Webinar: Reproducible big data science—A case study in continuous FAIRness using Globus and Globus Genomics
October 9, 2019
Reproducible big data science: A case study in continuous FAIRness using Globus and Globus Genomics
Presented by Ravi Madduri, Scientist, Data and Learning, Argonne National Laboratory, and Senior Scientist, University of Chicago Consortium for Advanced Science and Engineering
Big biomedical data create exciting opportunities for discovery but make it difficult to capture analyses and outputs in forms that are findable, accessible, interoperable, and reusable (FAIR). In response, we describe tools that make it easy to capture, and assign identifiers to, data and code throughout the data lifecycle. We illustrate the use of these tools via a case study involving a multi-step analysis that creates an atlas of putative transcription factor binding sites from terabytes of ENCODE DNase I hypersensitive sites sequencing data. We show how the tools automate routine but complex tasks, capture analysis algorithms in understandable and reusable forms, and harness fast networks and powerful cloud computers to process data rapidly, all without sacrificing usability or reproducibility—thus ensuring that big data are not hard-to-(re)use data.

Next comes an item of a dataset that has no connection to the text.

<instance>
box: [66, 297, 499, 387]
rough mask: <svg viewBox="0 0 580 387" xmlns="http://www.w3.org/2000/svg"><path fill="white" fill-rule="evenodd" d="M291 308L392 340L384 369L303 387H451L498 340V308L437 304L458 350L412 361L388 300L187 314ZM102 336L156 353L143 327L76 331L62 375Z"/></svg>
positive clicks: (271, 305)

In this talk, we will describe the enhancements made to the Globus Genomics to support working with datasets referred to by minids, analyzing BagIt-based research objects called BDBags, and execution using software encapsulated using docker containers with unique identifiers. We will describe the tools and services developed to create end-to-end reproducible analysis pipelines while adhering to FAIR principles.
- Reproducible big data science: A case study in continuous FAIRness
- Globus Genomics has more general applicability to gateways serving other domains and types of big (or not-so-big) data in the service of reproducibility. Hear Ravi Madduri's answer to this question at 37:56 into the video: Can a science gateway that offers computational resources but not long-term storage of users' data use/add your framework to offer some of the needed information to the user for reproducibility? Do we need to add the code to our gateway or can we call your REST API?